There was a brief, sweet moment in 2021 over a few months when it felt like investing in robots could be immune to broader market forces. We all understood fundamentally and implicitly that this was not the case, but it was still a beautiful moment.
The truth is that there was a little bit of insulation in there. There was still enough forward momentum to keep going even as the headwind picked up. But in the end everything ends up on earth. Now that we’re about a month into 2023, we can start assessing the damage. Looking at these charts collected by Crunchbasethings seem pretty grim.
A few topline points:
- 2022 was the second worst year for investment in robotics in the past five years.
- Over the past five quarters, the figures have shown a fairly steady decline.
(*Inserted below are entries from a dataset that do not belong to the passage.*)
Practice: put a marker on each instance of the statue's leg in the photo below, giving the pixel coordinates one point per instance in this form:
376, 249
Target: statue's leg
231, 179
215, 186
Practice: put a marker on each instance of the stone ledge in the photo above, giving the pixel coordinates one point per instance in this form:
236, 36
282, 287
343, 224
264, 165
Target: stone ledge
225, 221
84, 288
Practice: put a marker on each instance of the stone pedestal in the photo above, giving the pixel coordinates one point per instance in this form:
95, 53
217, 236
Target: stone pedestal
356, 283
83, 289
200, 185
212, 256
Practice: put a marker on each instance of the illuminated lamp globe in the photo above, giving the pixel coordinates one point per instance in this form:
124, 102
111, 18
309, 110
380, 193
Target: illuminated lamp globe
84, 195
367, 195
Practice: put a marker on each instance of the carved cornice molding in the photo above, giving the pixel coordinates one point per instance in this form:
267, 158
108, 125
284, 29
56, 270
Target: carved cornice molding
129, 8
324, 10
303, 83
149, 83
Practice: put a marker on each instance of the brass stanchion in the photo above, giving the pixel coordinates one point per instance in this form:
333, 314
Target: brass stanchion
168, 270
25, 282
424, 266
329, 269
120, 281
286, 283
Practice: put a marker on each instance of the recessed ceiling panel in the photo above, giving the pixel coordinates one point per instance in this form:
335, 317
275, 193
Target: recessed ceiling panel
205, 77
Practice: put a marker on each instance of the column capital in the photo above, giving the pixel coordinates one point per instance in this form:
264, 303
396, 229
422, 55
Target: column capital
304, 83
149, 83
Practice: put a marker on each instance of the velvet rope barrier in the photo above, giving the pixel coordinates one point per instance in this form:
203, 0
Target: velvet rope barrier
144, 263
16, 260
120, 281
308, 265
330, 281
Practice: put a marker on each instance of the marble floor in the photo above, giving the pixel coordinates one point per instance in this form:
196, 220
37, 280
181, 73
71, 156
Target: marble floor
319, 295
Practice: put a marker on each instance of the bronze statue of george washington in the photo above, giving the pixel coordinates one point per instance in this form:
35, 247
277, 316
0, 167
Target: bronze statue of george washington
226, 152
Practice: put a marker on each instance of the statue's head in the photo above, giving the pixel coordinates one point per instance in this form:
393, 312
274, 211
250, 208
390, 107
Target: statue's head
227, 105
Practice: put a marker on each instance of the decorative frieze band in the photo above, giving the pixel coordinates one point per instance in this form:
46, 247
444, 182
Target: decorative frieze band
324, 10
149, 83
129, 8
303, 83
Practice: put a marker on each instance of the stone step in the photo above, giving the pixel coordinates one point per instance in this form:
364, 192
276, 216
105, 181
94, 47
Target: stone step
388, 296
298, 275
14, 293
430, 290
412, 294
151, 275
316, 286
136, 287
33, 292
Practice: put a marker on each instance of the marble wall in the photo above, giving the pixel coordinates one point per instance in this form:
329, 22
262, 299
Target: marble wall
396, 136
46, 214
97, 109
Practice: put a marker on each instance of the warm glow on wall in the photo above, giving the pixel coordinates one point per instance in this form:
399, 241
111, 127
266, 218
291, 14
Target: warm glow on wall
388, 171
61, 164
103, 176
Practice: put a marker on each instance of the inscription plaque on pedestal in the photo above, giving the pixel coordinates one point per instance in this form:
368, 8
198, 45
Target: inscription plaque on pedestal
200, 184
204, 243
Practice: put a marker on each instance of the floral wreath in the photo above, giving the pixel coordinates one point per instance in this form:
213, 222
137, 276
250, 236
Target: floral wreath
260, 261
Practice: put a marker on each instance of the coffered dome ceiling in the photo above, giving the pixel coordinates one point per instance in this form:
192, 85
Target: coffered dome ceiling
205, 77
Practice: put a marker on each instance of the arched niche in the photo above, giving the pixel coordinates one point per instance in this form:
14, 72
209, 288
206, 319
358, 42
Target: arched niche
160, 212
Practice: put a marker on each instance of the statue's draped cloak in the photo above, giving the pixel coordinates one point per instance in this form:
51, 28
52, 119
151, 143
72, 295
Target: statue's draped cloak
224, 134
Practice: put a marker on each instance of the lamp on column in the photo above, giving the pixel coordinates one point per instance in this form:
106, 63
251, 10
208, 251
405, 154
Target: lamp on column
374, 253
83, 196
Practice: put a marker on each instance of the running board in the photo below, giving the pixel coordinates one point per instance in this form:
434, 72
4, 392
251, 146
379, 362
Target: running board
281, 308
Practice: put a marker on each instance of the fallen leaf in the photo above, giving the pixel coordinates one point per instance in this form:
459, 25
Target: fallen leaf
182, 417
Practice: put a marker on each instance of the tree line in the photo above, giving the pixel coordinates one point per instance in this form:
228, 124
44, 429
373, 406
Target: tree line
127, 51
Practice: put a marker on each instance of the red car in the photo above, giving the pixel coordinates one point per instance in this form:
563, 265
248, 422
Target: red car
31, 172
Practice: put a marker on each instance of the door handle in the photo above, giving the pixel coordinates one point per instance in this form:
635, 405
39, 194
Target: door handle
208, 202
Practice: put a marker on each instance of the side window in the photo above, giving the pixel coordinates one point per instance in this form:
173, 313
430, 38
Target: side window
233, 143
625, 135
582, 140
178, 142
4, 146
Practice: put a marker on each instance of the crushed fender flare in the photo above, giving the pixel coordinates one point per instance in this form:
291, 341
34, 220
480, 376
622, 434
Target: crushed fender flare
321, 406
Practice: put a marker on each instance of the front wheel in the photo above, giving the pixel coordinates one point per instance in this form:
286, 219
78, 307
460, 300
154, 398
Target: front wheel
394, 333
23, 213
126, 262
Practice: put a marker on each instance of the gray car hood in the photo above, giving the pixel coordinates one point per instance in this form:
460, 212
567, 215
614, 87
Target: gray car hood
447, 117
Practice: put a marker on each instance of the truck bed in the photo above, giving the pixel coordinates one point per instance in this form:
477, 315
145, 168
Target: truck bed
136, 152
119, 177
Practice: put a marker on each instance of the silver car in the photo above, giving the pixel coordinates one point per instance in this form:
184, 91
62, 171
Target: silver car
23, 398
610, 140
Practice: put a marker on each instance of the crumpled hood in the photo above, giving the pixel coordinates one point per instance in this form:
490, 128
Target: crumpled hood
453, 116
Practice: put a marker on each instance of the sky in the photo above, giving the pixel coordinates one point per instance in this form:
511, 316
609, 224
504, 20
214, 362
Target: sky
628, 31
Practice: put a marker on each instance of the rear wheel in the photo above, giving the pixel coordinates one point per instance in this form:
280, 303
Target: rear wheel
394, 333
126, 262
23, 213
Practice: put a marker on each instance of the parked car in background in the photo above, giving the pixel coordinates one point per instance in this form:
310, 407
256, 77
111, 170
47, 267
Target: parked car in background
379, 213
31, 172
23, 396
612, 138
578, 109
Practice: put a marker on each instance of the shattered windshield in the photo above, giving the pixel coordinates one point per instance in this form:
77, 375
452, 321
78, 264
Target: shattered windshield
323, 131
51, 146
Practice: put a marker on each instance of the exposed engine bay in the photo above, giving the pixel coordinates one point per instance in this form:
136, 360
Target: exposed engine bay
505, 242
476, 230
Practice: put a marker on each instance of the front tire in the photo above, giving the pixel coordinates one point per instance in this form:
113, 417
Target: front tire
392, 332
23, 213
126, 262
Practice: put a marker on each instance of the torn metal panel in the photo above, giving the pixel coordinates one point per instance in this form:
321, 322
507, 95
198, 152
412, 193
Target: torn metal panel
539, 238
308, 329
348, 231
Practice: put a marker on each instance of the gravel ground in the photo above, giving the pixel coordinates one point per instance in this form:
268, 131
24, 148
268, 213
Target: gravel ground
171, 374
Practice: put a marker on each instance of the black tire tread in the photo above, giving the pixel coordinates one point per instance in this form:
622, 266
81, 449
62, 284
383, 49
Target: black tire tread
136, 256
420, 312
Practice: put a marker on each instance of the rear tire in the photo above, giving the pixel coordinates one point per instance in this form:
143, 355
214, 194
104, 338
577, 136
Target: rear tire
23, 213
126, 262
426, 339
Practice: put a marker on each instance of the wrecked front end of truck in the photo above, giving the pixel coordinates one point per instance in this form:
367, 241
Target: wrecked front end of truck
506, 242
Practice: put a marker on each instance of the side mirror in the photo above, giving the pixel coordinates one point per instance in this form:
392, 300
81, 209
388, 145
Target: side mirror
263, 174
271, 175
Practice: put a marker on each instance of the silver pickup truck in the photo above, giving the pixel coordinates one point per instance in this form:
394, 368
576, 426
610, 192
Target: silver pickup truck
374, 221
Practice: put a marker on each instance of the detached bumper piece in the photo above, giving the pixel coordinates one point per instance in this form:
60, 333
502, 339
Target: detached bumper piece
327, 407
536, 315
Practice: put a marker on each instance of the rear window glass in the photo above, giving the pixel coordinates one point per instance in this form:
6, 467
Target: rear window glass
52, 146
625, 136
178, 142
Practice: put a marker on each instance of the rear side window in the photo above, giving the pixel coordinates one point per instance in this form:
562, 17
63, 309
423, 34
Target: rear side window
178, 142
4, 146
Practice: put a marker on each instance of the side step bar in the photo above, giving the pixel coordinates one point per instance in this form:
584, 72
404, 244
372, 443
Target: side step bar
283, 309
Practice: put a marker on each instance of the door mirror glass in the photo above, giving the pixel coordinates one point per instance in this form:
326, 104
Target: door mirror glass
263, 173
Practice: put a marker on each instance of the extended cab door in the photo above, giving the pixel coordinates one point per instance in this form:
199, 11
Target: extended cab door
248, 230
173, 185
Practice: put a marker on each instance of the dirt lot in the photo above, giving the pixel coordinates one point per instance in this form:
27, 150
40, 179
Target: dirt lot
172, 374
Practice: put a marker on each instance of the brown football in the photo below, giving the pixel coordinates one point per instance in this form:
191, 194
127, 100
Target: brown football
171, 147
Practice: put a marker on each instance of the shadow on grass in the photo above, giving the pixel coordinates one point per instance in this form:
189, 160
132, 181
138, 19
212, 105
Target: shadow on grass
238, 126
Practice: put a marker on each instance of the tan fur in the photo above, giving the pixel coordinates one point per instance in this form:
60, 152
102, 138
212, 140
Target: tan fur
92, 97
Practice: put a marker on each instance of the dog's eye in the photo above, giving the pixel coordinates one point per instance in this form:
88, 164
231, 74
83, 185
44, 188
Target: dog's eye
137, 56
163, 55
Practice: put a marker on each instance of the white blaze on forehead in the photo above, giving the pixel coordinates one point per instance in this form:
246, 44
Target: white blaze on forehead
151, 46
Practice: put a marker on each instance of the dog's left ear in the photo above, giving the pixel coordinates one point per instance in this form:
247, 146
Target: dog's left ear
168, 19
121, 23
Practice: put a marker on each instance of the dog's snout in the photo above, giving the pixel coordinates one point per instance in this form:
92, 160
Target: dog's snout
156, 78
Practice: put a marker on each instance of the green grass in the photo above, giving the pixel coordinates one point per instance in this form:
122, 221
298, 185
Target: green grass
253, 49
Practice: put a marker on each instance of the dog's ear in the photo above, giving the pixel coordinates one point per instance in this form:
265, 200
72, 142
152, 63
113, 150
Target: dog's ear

According to the first point, 2020 was the lowest. It was also an anomaly, with the global pandemic. Uncertainty does not breed investor confidence. The full year figure is even more striking given investor confidence that continued early last year. In the second quarter, things really started to slow down. A cursory glance at the bar chart might suggest that 2021 is an anomaly. Yes and no. Yes, in terms of acceleration. No, in terms of the long term. The question is not if those bars will grow year after year, but when.
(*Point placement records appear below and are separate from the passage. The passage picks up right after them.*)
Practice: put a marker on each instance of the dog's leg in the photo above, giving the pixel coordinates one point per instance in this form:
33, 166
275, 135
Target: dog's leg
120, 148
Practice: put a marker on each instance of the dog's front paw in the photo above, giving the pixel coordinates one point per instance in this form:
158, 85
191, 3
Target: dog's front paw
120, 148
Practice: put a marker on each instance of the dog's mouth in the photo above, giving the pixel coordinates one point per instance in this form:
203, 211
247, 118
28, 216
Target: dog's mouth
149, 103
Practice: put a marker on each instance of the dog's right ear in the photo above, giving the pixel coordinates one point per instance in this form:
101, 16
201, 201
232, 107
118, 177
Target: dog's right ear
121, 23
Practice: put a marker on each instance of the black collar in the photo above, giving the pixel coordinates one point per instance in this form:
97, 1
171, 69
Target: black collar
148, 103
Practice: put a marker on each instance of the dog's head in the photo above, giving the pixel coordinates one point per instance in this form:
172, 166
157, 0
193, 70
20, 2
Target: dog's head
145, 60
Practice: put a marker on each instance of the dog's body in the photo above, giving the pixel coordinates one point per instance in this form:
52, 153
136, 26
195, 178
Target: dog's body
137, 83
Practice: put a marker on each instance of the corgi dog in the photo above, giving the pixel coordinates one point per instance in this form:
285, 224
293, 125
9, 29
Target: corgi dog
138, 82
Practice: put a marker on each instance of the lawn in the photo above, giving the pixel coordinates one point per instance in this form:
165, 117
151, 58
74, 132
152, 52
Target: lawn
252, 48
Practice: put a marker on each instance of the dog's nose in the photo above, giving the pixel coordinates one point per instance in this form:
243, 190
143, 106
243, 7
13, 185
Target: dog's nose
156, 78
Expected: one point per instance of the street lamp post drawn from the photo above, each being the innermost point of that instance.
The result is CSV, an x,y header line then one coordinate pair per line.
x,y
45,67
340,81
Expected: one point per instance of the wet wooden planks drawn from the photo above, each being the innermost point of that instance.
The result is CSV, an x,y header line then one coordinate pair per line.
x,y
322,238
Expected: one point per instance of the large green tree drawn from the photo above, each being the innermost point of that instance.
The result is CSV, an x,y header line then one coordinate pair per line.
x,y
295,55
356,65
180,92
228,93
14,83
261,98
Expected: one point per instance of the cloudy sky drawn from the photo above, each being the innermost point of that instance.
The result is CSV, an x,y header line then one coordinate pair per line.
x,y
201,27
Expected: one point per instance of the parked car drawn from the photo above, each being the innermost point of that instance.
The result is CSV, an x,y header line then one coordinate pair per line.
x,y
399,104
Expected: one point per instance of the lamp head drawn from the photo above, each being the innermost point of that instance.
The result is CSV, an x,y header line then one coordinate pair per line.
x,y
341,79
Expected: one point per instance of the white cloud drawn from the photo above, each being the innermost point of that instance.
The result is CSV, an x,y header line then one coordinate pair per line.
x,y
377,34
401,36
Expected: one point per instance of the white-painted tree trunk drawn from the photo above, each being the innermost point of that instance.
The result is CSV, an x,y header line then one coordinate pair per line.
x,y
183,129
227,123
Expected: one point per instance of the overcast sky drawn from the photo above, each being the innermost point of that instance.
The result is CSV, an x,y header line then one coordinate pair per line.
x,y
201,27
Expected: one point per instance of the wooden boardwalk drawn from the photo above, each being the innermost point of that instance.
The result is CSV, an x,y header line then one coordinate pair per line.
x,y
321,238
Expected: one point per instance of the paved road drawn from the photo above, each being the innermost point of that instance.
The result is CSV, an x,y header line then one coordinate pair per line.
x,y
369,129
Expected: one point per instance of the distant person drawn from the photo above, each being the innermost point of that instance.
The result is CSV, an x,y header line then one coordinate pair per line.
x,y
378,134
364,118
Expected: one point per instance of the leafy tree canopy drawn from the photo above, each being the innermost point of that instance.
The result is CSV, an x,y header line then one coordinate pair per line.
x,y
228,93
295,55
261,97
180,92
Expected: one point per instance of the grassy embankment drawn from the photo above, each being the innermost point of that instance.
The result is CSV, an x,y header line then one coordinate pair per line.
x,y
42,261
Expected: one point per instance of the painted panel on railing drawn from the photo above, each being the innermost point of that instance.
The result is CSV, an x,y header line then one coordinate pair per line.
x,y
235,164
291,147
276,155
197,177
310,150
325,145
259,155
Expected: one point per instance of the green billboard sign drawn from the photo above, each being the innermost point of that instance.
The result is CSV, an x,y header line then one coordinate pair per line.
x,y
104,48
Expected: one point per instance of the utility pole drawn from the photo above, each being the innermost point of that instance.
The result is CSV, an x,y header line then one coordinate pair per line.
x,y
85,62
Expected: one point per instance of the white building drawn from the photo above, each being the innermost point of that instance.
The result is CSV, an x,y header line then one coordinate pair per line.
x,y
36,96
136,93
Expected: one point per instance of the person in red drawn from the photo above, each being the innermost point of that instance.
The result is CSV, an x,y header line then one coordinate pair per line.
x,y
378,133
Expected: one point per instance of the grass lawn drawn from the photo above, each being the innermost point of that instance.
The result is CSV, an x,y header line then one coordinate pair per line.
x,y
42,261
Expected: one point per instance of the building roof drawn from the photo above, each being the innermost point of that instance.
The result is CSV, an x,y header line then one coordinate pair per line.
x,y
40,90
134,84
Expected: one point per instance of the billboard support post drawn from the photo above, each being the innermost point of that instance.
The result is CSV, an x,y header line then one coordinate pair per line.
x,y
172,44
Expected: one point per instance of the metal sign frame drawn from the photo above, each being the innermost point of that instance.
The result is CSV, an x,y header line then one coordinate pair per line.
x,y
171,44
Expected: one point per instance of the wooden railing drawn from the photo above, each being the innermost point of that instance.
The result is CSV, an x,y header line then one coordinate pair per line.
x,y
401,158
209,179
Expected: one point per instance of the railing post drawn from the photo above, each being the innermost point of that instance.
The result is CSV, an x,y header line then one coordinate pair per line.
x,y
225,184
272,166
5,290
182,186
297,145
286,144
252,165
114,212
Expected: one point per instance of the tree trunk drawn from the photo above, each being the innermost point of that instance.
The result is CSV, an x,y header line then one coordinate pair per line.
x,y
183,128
The same thing that brought investments to a halt in 2020 accelerated them the following year. Even as business reopened, it became increasingly difficult to fill vacancies and companies across the board were desperately trying to automate. As beautiful as it may be, we are not yet ready to classify automation and robotics as ‘recession-proof’. However, I suspect that those who control the wallet fundamentally understand that these downward trends are more a product of the macro environment than anything specific to robotics.
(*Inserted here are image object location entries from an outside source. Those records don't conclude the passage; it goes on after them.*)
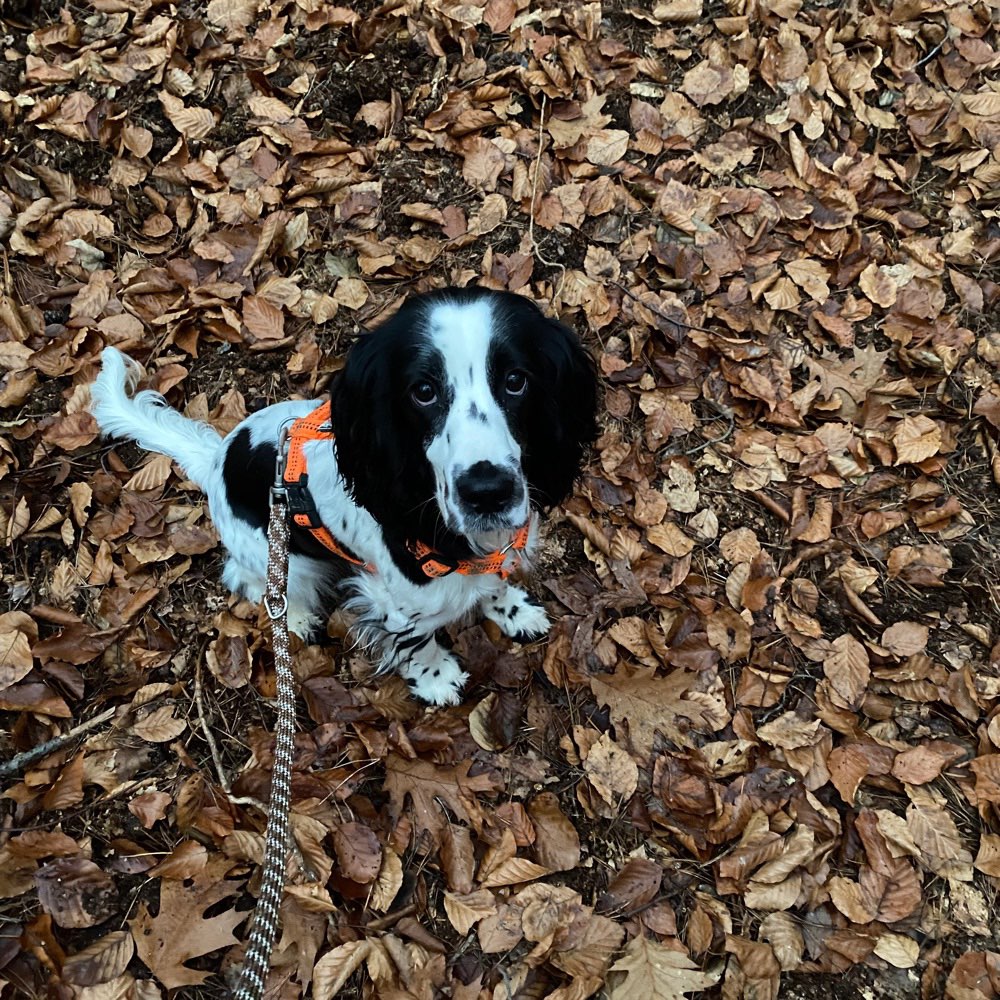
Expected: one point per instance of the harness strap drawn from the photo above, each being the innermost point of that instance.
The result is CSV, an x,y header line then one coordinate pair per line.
x,y
494,563
316,426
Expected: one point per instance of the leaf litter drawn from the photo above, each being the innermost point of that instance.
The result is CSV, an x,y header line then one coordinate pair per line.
x,y
759,749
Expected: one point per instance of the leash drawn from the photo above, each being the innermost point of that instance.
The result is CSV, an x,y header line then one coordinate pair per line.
x,y
257,960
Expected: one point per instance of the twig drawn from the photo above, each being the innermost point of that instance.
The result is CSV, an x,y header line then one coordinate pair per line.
x,y
772,505
22,760
206,729
658,311
725,436
536,249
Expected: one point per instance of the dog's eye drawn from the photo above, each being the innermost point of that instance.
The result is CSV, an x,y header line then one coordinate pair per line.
x,y
423,393
515,383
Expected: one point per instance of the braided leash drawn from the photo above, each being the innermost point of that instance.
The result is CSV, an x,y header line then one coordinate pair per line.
x,y
265,925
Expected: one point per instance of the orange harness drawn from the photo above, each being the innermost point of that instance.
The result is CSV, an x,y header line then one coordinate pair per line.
x,y
295,477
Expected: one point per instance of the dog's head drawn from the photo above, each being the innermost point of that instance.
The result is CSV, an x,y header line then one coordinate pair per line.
x,y
463,409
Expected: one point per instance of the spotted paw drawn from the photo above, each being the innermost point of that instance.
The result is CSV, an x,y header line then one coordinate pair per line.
x,y
517,615
435,676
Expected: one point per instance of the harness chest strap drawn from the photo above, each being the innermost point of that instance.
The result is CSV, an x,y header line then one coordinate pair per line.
x,y
316,426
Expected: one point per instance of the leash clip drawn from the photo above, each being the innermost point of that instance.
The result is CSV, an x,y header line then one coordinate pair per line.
x,y
279,491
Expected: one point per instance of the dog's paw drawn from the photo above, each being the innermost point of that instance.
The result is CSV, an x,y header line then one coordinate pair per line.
x,y
435,677
517,615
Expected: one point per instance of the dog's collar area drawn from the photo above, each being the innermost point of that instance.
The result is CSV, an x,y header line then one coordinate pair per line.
x,y
293,476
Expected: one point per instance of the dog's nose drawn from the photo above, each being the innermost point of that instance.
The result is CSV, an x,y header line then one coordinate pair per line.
x,y
485,488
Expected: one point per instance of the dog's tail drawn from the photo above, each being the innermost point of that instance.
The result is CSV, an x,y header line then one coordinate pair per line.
x,y
149,420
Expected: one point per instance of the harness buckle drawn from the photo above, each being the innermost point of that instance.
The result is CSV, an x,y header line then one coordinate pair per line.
x,y
300,503
279,492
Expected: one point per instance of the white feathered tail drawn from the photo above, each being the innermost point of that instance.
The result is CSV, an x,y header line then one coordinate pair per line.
x,y
149,420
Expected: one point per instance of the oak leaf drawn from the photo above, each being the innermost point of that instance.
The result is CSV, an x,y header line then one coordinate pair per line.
x,y
180,931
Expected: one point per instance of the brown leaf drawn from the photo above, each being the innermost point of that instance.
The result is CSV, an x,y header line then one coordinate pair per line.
x,y
905,638
181,931
100,962
358,852
557,842
228,657
75,892
916,439
649,969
For some early-stage startups, though, that’s cold comfort. Many runways have been dramatically shortened this year. Consolation may come somewhere down the road, but in many cases decisive action must be taken for those suddenly unable to complete a round that might have seemed like a foregone conclusion 12 months ago.
Given the choice between buyout and exit that some will inevitably face, it seems likely that M&A activity will peak. Of course there is less money in circulation, but few can turn down a good sale. In some cases, that will be a way to strengthen products and portfolios.
Anecdotally, I see investment increasing this year, but that seems to be part of the natural cycle of companies waiting until after the holiday season to announce. Proper backlash, on the other hand, seems inevitable, but only those with powerful crystal balls can say exactly when.